Same way with ab exercises. I want to get into the habit of doing them every day but honestly, I haven't even started them yet. It's a goal I have, but not one I'm able to pull off yet. I think I'll start doing my ab exercises after Supernatural. I'm working out, I'm in my workout clothes, I'm all sweaty, I'll just drop to the floor and do some ab exercises. Going to remember that today. I'm going to put a little note on my computer so when I'm done I'll turn and see it. Once I get the habit it will be all good. I just need to get the habit in. 

Another thing I need to work on is my eating. The doctor's program wants me to cut sugar to less than 24 g a day. That's all well and good, but that's low. I had switched to eating yogurt and fruit and those things are high in sugar. Not added sugar, natural sugar. Maybe I should ask them. Hmmmm.... I forget that I can text them and someone will look it up for me. But I'm working on the habit of food journaling. It's a habit I used to have but one I purposefully got out of. 

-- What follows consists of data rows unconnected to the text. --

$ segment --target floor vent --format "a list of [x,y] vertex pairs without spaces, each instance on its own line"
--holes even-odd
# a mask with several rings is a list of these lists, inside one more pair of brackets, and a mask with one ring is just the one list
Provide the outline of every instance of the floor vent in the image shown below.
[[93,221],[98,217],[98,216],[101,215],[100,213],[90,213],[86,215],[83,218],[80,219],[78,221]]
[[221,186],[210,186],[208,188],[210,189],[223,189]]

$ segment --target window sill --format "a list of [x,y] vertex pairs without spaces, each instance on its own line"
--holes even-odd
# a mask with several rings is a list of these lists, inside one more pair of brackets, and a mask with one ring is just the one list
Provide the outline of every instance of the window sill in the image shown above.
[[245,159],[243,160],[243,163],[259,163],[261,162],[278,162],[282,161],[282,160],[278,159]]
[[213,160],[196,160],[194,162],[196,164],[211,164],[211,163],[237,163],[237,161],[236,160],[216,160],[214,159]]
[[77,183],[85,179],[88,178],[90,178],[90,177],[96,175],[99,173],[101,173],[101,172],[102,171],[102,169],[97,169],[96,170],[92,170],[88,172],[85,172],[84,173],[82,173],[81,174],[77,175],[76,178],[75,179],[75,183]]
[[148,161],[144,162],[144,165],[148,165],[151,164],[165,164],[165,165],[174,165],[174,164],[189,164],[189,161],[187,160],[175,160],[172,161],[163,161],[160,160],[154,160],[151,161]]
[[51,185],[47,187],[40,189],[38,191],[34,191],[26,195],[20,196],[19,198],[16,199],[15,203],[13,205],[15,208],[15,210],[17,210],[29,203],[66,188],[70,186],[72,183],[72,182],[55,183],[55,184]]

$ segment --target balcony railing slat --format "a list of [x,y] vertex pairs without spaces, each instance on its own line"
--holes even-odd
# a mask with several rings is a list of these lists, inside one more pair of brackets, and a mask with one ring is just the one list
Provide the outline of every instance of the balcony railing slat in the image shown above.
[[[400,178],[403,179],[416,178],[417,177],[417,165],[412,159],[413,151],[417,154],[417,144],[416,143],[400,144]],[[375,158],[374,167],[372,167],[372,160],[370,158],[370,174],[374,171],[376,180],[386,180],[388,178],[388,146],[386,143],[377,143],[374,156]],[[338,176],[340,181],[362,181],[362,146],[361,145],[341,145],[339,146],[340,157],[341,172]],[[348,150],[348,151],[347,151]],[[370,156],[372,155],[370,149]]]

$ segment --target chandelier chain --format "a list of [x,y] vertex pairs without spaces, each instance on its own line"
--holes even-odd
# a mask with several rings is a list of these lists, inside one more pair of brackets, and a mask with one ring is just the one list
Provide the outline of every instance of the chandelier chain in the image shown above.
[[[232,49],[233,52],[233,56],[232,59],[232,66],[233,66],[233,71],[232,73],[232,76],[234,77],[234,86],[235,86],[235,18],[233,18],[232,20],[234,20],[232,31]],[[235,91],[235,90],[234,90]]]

Which leads me to another thought, for years I was fed the line that logging your food was completely unnecessary and counterproductive. Weighing yourself on a scale was completely useless. I don't believe those things are true. I believe that it is all in how you think about these things. I'm logging my food and mostly I go over my recommended calories. I don't care. I really don't. I'm pretty good at eating because I'm hungry and eating good food so the fact that I ate 300 more calories than I should have doesn't bother me at all. Same with the weight. Weighing myself every day actually shows me the daily fluctuations that my body goes through and therefore makes the number on the scale less powerful. I'm up one pound from yesterday. In order for that to be real, I would have to have eaten 3500 excessive calories yesterday. I didn't log my food for yesterday yet, but I can tell you that I didn't eat 3500 extra. I know that. So that makes that number a whole lot less powerful. For me, seeing patterns, and knowing reasons takes the power away from things. I think my next goal is to try and correlate upticks in weight with what I ate the day before. I'll see if I can do that. 

Okay the tree has grown and I am out of here.